It had been a doozy of a day, or was it more of the same everyday challenges? Sibling squabbles, loud screaming, the general chaotic scene. And I as sat lamenting the long list of frustrating moments, you blurted out, “You’re miserable at home.”
It sounded so blunt, so ugly. And I suppose you’re right, I do feel a general sense of dissatisfaction. But I also felt a pang of defensiveness. Because I am trying so hard, I really am. I love our kids fiercely, and I’m trying my darndest to keep everything running smoothly.
I’m not looking for your solution-minded analysis . . . I’m looking for your empathy.
I know you understand where I’m coming from. I see your robust, business-minded enthusiasm fall flat when you reach for the basket of clothes to be folded. I see your shoulders droop as you reach to empty the dishwasher and reload it. I see you pull out your phone and allow yourself to be distracted from the mundane chores. I know you feel the dull mindlessness of every small detail to keep our home running, just as I do, every single day.
The knee-jerk reaction is to smirk with satisfaction, in a snarky, welcome-to-my-world kind of way. But I don’t, because to see your body language gives me a sense of solidarity, a reminder that indeed, I’m not selfish or lazy or someone with a bad attitude. That the inescapable day in, day out, endless list of chores that refuse to be ignored lest our home falls into utter chaos is far from exciting. It can be the most boring version of Groundhog Day.
And while I know there is a sacredness in the everyday duties of parenting, it can also feel like plain old drudgery.
I know you see me suffering from the weariness of the ordinary, I see you trying to encourage me with Herculean efforts: introducing me to a life coach, helping me network to advance my writing goals, cooking dinner from time to time. Let’s sit down and see if we can come up with a more intentional plan, you say, perhaps pick a couple of days in the week when I cook, when I come home from work to give you a break and you can head to the coffee shop to write. We need a better system, you say. I will help you.
And I hear you. I appreciate your efforts. I know you want me to perk up, stand tall again, laugh more often. But the thing is, for over 10 years I have been in some phase of survival mode. Some months have been harder than others, but I’ve been in a chronic state of trying to keep my head above water. I’ve been either pregnant, nursing, changing diapers, potty training, helping with homework, chauffeuring—so much chauffeuring—breaking up sibling squabbles, folding laundry, sweeping the floor, unloading and reloading the dishwasher for the umpteenth time, and falling into my own bed in an exhausted collapse for more than a decade.
Oh, I’ve been trying.
I’ve read the books, I’ve mapped out self-care on the calendar, I even dropped 20 pounds, only to put my fitness goals on hold when I got pregnant again. I’ve outsourced and delegated, I’ve signed up for grocery pickup, I’ve sought help, and still, I’m just so tired and struggling through a muddy path that lacks inspiration.

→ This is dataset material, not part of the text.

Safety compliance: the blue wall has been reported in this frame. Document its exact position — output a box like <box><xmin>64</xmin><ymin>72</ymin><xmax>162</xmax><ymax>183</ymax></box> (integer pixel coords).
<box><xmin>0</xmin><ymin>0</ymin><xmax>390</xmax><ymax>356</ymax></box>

I know you want to charge in with the positive business mindset that has made you a success. I know you want to punch through the offensive line like you did in college and make the sack. Rescue your queen. I know you desperately want to save the day because that’s the courageous man you are.
You have so many victory stories of “saving” your clients or making the impossible deal an actual possibility. And I know how much it frustrates you that no matter what strategy you muster up, your wife remains tired and overwhelmed.
I don’t want a strategy right now. I want a friend. I want to feel less alone.
I want someone to give me a big hug, let the tears fall, and give me a broad chest to bury my face into. I need to hear someone say, “This is really hard. It’s OK to be tired.” Or even better, “You’re doing an amazing job, and I see you.”
Because you and I both see the constant imperfections. The unfinished jobs. The messiness of life. I feel defeated at the end of each day, and implying that we need a new strategy or I should try a new method, only feeds my mind with the detrimental message that my efforts are not good enough. I should just try harder. And those thoughts make me feel like even more of a failure.
So bring home my favorite bottle of red and let me pick a show on Netflix even if it’s something your find utterly cheesy and melodramatic. You don’t need to say anything. Just shove the laundry basket of unfolded clothes over and ignore it. Tell me I’m incredible, and with your head on my shoulder, just be my quiet companion.